George Safee of Brooklyn, near the scene where Etan Patz...

George Safee of Brooklyn, near the scene where Etan Patz is now thought to have been abducted in 1979, says his wife, Gigi, saved a 1985 milk carton image of Patz. (May 25, 2012) Credit: Craig Ruttle

City officials dug into old handwritten Department of Sanitation records dating to 1979 Tuesday to confirm a suspect's story in the Etan Patz case, while psychiatrists and other experts at Bellevue Medical Center delved into the mind of the man who confessed to killing the 6-year-old to determine whether he is fit to stand trial.

Tuesday, officials said they have begun looking through log books of city-owned garbage truck pickups for around the time of May 25, 1979, when Patz disappeared. But a Department of Sanitation spokeswoman said it wasn't known whether private carters were handling the addresses that are central to the investigation, something that could further complicate the search.

Suspect Pedro Hernandez, 51, told police last week that he killed Etan in the basement of a SoHo bodega at 448 W. Broadway and then put his body in a plastic bag and dumped it in an alley next to 113 Thompson St., about a block and a half away.

"We are talking to people both in [city] sanitation and in the private carting industry. Records going back that far would not be normally kept, but we are trying to determine the issue of whether private carting was involved or private sanitation was involved," NYPD Commissioner Ray Kelly said Tuesday.

A Sanitation Department spokeswoman said some garbage collected in 1979 was taken to the Fresh Kills landfill on Staten Island, which closed in March 2001, while some was incinerated.

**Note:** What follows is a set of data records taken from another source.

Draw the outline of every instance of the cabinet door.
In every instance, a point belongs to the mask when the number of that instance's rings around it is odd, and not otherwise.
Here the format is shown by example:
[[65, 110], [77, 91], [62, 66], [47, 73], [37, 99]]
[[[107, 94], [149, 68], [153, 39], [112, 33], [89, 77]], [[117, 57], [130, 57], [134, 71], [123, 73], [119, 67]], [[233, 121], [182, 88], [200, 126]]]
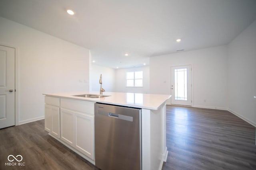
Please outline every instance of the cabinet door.
[[94, 160], [94, 117], [77, 112], [74, 113], [75, 148]]
[[74, 111], [60, 109], [60, 139], [74, 147]]
[[60, 108], [52, 106], [52, 134], [60, 138]]
[[44, 129], [48, 132], [52, 131], [52, 108], [50, 105], [44, 106]]
[[60, 108], [48, 104], [44, 107], [44, 129], [59, 138]]

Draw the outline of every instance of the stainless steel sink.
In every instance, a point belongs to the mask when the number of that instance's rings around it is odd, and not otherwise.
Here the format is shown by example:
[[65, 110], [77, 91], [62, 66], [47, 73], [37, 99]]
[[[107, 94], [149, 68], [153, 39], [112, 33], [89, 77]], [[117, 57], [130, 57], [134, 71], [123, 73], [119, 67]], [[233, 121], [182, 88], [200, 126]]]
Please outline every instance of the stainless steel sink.
[[81, 97], [82, 98], [105, 98], [106, 97], [110, 96], [100, 95], [98, 94], [81, 94], [80, 95], [74, 95], [73, 96]]

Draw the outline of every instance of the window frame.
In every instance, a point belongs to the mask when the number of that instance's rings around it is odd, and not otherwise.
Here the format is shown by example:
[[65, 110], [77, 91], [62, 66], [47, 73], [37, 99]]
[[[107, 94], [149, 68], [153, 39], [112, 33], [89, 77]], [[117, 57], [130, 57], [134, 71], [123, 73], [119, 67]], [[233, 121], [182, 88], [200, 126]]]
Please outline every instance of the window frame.
[[[142, 78], [135, 78], [135, 72], [142, 72]], [[128, 79], [127, 78], [127, 73], [133, 73], [133, 78], [132, 79]], [[127, 86], [127, 80], [133, 80], [133, 86]], [[142, 86], [135, 86], [135, 80], [141, 80], [142, 81]], [[125, 85], [126, 87], [143, 87], [143, 71], [127, 71], [126, 72], [126, 79], [125, 79]]]

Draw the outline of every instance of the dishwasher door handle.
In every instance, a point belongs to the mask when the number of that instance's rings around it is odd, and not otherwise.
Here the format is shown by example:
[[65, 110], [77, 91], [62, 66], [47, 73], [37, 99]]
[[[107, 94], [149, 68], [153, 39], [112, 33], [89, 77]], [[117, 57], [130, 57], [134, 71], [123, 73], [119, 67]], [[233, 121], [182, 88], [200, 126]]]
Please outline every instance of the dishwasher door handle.
[[118, 118], [119, 120], [124, 120], [127, 121], [133, 121], [132, 116], [126, 116], [122, 114], [116, 114], [103, 110], [98, 110], [98, 113], [105, 116]]
[[119, 115], [118, 115], [117, 114], [114, 114], [112, 113], [109, 113], [108, 116], [109, 116], [110, 117], [114, 117], [114, 118], [118, 119], [119, 117]]

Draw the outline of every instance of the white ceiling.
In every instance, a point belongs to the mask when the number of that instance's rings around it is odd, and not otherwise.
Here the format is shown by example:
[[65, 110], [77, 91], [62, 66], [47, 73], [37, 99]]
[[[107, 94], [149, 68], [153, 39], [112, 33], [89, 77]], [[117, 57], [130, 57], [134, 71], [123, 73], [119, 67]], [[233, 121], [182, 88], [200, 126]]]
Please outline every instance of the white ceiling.
[[256, 9], [255, 0], [0, 0], [0, 16], [88, 49], [96, 64], [113, 68], [226, 45]]

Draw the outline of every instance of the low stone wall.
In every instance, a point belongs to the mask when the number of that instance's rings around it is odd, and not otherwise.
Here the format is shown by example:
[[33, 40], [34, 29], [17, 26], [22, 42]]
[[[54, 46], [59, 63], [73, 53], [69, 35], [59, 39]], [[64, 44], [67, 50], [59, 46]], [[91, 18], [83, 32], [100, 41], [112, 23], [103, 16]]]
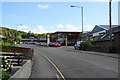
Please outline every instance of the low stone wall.
[[115, 48], [112, 48], [112, 51], [110, 50], [110, 47], [108, 46], [103, 46], [103, 45], [92, 45], [90, 47], [86, 47], [82, 50], [86, 50], [86, 51], [95, 51], [95, 52], [115, 52]]
[[32, 72], [33, 60], [27, 60], [27, 62], [21, 66], [10, 78], [9, 80], [16, 80], [19, 78], [29, 79]]

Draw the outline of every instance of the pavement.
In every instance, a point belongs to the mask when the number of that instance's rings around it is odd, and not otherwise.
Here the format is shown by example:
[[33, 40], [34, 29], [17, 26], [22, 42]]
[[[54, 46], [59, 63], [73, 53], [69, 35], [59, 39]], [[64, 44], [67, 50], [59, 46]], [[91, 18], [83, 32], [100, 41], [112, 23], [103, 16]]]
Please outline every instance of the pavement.
[[[42, 47], [35, 45], [23, 45], [34, 49], [35, 62], [30, 79], [59, 78], [58, 71], [69, 80], [82, 78], [117, 78], [118, 59], [108, 56], [100, 56], [98, 52], [75, 50], [71, 46]], [[58, 71], [49, 62], [46, 56], [59, 69]], [[95, 54], [95, 55], [94, 55]], [[97, 55], [96, 55], [97, 54]], [[109, 54], [108, 54], [109, 55]], [[109, 55], [110, 56], [110, 55]], [[58, 79], [59, 80], [59, 79]], [[88, 79], [89, 80], [89, 79]], [[105, 79], [106, 80], [106, 79]]]
[[[73, 46], [63, 46], [63, 48], [74, 49]], [[94, 54], [94, 55], [99, 55], [99, 56], [106, 56], [106, 57], [112, 57], [112, 58], [120, 59], [120, 55], [118, 53], [104, 53], [104, 52], [93, 52], [93, 51], [82, 51], [82, 50], [76, 50], [76, 51], [84, 52], [84, 53], [87, 53], [87, 54]]]

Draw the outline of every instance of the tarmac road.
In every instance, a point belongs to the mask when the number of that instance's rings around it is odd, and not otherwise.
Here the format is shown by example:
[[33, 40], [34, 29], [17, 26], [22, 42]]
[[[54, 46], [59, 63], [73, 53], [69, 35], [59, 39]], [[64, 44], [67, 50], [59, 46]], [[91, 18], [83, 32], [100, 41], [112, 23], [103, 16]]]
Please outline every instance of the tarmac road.
[[35, 51], [31, 78], [59, 78], [61, 75], [65, 79], [71, 78], [72, 80], [75, 78], [118, 78], [117, 58], [87, 54], [69, 47], [55, 48], [35, 45], [26, 47], [34, 48]]

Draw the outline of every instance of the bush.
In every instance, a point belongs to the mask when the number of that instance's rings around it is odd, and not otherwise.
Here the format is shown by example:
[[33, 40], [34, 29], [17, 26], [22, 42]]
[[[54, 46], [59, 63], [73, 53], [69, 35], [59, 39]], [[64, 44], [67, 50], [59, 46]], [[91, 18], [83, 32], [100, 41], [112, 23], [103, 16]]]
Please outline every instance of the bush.
[[10, 77], [11, 69], [13, 67], [11, 61], [6, 57], [0, 57], [0, 67], [0, 78], [2, 78], [2, 80], [8, 80]]
[[0, 45], [2, 45], [2, 46], [11, 46], [11, 47], [18, 47], [17, 45], [13, 45], [13, 44], [11, 44], [9, 42], [0, 42]]
[[80, 44], [81, 49], [85, 50], [86, 48], [90, 47], [93, 45], [93, 41], [84, 41]]
[[11, 71], [13, 67], [11, 61], [3, 56], [1, 57], [0, 66], [1, 66], [1, 70], [6, 71], [6, 72]]
[[8, 80], [9, 77], [10, 77], [10, 74], [8, 72], [0, 70], [0, 79], [2, 79], [2, 80]]

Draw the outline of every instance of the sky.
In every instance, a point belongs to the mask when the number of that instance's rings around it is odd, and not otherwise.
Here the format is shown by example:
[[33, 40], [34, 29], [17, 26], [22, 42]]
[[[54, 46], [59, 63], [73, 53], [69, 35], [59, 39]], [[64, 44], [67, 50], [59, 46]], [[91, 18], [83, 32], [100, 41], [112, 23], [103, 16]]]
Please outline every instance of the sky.
[[[99, 0], [98, 0], [99, 1]], [[70, 7], [80, 6], [78, 7]], [[109, 24], [108, 2], [5, 2], [0, 3], [0, 26], [51, 33], [56, 31], [91, 31], [95, 25]], [[118, 24], [118, 2], [112, 2], [112, 25]]]

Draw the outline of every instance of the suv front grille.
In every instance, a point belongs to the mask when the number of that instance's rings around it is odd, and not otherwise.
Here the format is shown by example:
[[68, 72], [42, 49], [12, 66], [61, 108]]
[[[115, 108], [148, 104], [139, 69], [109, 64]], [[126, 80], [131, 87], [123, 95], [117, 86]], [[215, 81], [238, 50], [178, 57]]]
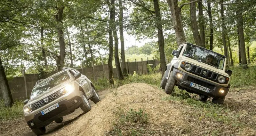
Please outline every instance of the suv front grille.
[[41, 107], [44, 104], [54, 100], [55, 99], [58, 98], [61, 96], [61, 94], [60, 92], [60, 91], [52, 94], [48, 97], [33, 104], [32, 105], [33, 106], [33, 110]]
[[202, 86], [204, 86], [204, 87], [207, 87], [210, 89], [214, 89], [215, 86], [212, 85], [211, 84], [205, 82], [201, 80], [196, 79], [193, 77], [190, 77], [190, 76], [188, 76], [187, 80], [188, 81], [191, 82], [193, 82], [194, 83], [196, 83], [196, 84], [198, 84], [199, 85], [202, 85]]

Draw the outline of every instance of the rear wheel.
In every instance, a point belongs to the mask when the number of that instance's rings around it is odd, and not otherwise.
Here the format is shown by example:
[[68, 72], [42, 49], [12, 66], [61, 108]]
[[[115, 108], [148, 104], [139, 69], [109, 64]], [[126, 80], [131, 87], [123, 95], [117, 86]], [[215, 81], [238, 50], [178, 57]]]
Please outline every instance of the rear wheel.
[[173, 72], [172, 71], [170, 73], [170, 77], [168, 79], [167, 83], [164, 88], [164, 92], [167, 94], [171, 94], [173, 90], [174, 87], [176, 84], [176, 80], [174, 79], [172, 75]]
[[93, 94], [93, 96], [91, 100], [94, 104], [96, 104], [100, 101], [100, 96], [99, 95], [98, 93], [95, 90], [94, 87], [92, 87], [92, 94]]
[[40, 128], [31, 128], [32, 131], [36, 135], [43, 135], [45, 133], [45, 127], [43, 126]]
[[83, 102], [80, 105], [80, 108], [84, 112], [86, 113], [92, 109], [91, 104], [89, 103], [89, 101], [88, 101], [85, 94], [81, 91], [80, 92], [80, 94], [83, 101]]
[[163, 77], [161, 80], [161, 83], [160, 83], [160, 87], [162, 88], [162, 89], [164, 89], [166, 85], [166, 82], [167, 82], [167, 79], [165, 78], [166, 72], [166, 71], [164, 71], [164, 74], [163, 76]]
[[54, 120], [54, 121], [57, 123], [61, 123], [63, 121], [63, 117], [62, 117], [59, 118], [57, 118], [57, 119]]
[[212, 100], [212, 101], [213, 103], [216, 104], [222, 104], [224, 102], [224, 100], [225, 99], [225, 97], [220, 97], [218, 98], [213, 98]]

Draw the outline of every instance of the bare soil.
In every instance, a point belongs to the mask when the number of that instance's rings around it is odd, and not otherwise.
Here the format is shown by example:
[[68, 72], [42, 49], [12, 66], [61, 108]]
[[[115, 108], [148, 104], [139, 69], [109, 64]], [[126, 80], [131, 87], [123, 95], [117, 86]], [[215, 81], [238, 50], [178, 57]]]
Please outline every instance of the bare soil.
[[[118, 121], [117, 112], [133, 109], [143, 109], [148, 115], [143, 135], [256, 136], [255, 87], [230, 90], [223, 104], [229, 110], [228, 114], [214, 117], [207, 115], [214, 111], [197, 108], [182, 101], [162, 100], [168, 95], [147, 84], [126, 84], [110, 92], [100, 92], [101, 98], [106, 97], [88, 113], [83, 114], [79, 109], [64, 117], [63, 123], [52, 123], [46, 127], [45, 135], [108, 135]], [[225, 121], [218, 120], [226, 116], [228, 118]], [[33, 135], [23, 118], [0, 122], [0, 135]]]

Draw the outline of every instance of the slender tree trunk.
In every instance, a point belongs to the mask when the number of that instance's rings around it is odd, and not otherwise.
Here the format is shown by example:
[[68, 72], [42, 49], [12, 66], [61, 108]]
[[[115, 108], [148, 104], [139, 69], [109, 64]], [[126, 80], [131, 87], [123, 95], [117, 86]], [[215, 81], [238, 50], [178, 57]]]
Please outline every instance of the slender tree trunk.
[[[112, 0], [114, 1], [115, 3], [115, 0]], [[116, 16], [116, 8], [115, 4], [113, 5], [113, 12], [114, 12], [114, 17]], [[117, 37], [117, 34], [116, 32], [116, 19], [115, 17], [113, 18], [114, 23], [112, 24], [113, 25], [113, 34], [114, 36], [114, 40], [115, 40], [115, 61], [116, 62], [116, 73], [117, 74], [117, 77], [120, 80], [123, 80], [124, 79], [124, 75], [123, 75], [122, 71], [121, 70], [121, 66], [120, 65], [120, 61], [119, 61], [119, 54], [118, 53], [118, 37]]]
[[[241, 2], [240, 0], [236, 0], [236, 3]], [[248, 64], [246, 59], [245, 53], [245, 45], [244, 43], [244, 34], [243, 22], [243, 19], [242, 11], [241, 9], [238, 8], [236, 11], [236, 22], [238, 26], [239, 32], [239, 39], [240, 40], [240, 51], [241, 53], [241, 61], [242, 64], [244, 65], [244, 68], [248, 68]]]
[[113, 78], [113, 66], [112, 66], [112, 61], [113, 61], [113, 35], [112, 33], [112, 24], [114, 23], [114, 18], [115, 17], [114, 9], [113, 5], [115, 4], [115, 0], [111, 0], [111, 3], [109, 3], [108, 0], [107, 1], [108, 3], [108, 8], [109, 9], [109, 20], [108, 30], [108, 35], [109, 40], [109, 53], [108, 54], [108, 78], [109, 83], [114, 83]]
[[122, 4], [122, 0], [118, 0], [119, 4], [119, 29], [120, 34], [120, 41], [121, 42], [121, 68], [123, 73], [124, 75], [127, 75], [127, 69], [126, 68], [125, 63], [125, 56], [124, 54], [124, 30], [123, 19], [124, 18], [124, 8]]
[[[221, 0], [220, 1], [220, 3], [223, 3], [223, 0]], [[221, 18], [221, 26], [222, 27], [222, 32], [221, 33], [222, 35], [222, 40], [223, 43], [223, 46], [224, 48], [224, 54], [225, 56], [228, 57], [228, 51], [227, 48], [227, 43], [226, 42], [226, 29], [225, 22], [225, 18], [224, 16], [224, 7], [223, 4], [220, 4], [220, 15]], [[228, 63], [227, 63], [227, 64]]]
[[176, 41], [178, 45], [186, 42], [185, 35], [181, 22], [180, 10], [178, 6], [178, 0], [166, 0], [172, 13], [172, 24], [176, 36]]
[[199, 9], [199, 28], [200, 28], [200, 36], [201, 38], [201, 46], [205, 47], [205, 34], [204, 34], [204, 19], [203, 11], [203, 1], [199, 0], [198, 2], [198, 7]]
[[212, 24], [212, 8], [211, 7], [211, 3], [207, 3], [208, 8], [208, 16], [209, 16], [209, 20], [210, 22], [210, 49], [212, 50], [213, 43], [213, 25]]
[[[193, 1], [190, 0], [190, 2]], [[193, 37], [195, 40], [196, 44], [198, 46], [203, 47], [203, 44], [201, 40], [201, 38], [197, 27], [197, 23], [196, 22], [196, 4], [194, 3], [190, 4], [190, 19], [191, 20], [191, 28], [193, 33]]]
[[66, 55], [66, 46], [62, 30], [63, 24], [62, 22], [64, 8], [64, 7], [63, 6], [57, 7], [58, 11], [55, 17], [56, 21], [58, 23], [56, 25], [56, 28], [58, 31], [59, 42], [60, 43], [60, 56], [58, 57], [58, 61], [56, 62], [58, 71], [62, 70], [64, 66], [64, 61]]
[[10, 107], [12, 105], [13, 100], [12, 96], [11, 90], [8, 84], [8, 81], [4, 72], [4, 68], [0, 58], [0, 90], [2, 91], [3, 98], [6, 107]]
[[163, 33], [162, 19], [158, 1], [158, 0], [153, 0], [153, 1], [155, 11], [156, 12], [156, 20], [157, 20], [156, 25], [157, 26], [158, 46], [160, 54], [160, 67], [162, 73], [164, 73], [165, 70], [166, 62], [165, 62], [165, 56], [164, 54], [164, 34]]
[[68, 28], [67, 28], [67, 34], [68, 35], [68, 46], [69, 47], [69, 54], [70, 54], [70, 60], [71, 61], [71, 65], [70, 67], [71, 68], [73, 68], [74, 67], [74, 64], [73, 64], [73, 54], [72, 54], [72, 48], [71, 47], [71, 41], [70, 40], [70, 38], [69, 37], [69, 33], [68, 32]]
[[[44, 27], [43, 26], [41, 27], [41, 30], [40, 31], [41, 33], [41, 46], [42, 47], [42, 48], [44, 48]], [[42, 50], [42, 54], [43, 54], [43, 57], [44, 58], [44, 66], [45, 67], [45, 69], [46, 70], [48, 70], [48, 64], [47, 63], [47, 59], [46, 57], [46, 54], [45, 53], [45, 51], [44, 49]]]
[[230, 56], [230, 63], [231, 63], [231, 66], [233, 66], [234, 65], [234, 62], [233, 61], [233, 58], [232, 57], [232, 50], [231, 49], [231, 46], [230, 44], [230, 41], [229, 40], [229, 37], [228, 35], [227, 36], [227, 38], [228, 38], [228, 49], [229, 50], [229, 56]]

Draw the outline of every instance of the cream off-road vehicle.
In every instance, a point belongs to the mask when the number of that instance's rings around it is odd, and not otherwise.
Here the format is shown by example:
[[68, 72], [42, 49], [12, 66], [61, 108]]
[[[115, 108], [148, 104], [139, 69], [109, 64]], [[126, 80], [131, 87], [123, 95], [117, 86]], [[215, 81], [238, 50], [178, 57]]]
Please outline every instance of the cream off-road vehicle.
[[92, 82], [76, 69], [63, 68], [45, 79], [36, 82], [29, 100], [24, 102], [25, 120], [37, 135], [44, 134], [45, 126], [80, 107], [84, 112], [91, 109], [88, 101], [96, 104], [100, 97]]
[[232, 71], [226, 70], [226, 57], [190, 43], [180, 45], [166, 66], [160, 87], [171, 94], [174, 86], [199, 95], [200, 100], [212, 98], [212, 102], [222, 104], [230, 87]]

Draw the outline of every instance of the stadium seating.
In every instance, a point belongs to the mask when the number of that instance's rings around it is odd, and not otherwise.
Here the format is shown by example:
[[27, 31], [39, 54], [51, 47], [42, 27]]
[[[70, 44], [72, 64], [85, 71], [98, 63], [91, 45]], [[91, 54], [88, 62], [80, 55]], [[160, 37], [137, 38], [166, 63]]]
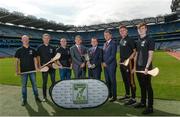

Meanwhile, Hernandez is being held on suicide watch at Bellevue Medical Center, where observations of him by medical and psychiatric staff will be used by two court-appointed psychiatrists to make a recommendation as to whether he is fit to stand trial, said a legal source familiar with the case who didn't want to be identified.

"The bar is pretty low, it is extremely low and it is a rare case indeed where somebody is found mentally incompetent to stand trial," said Manhattan defense attorney Ephraim Savitt, who isn't involved in the case.

But another psychological issue looming is Hernandez's mental status when he confessed to police, explained Savitt. During a brief court appearance Friday, defense attorney Harvey Fishbein said that Hernandez had a history of "auditory and visual hallucinations."

Fishbein and Hernandez's relatives have said the defendant has been diagnosed with bipolar disorder and schizophrenia.

Fishbein declined to comment Tuesday.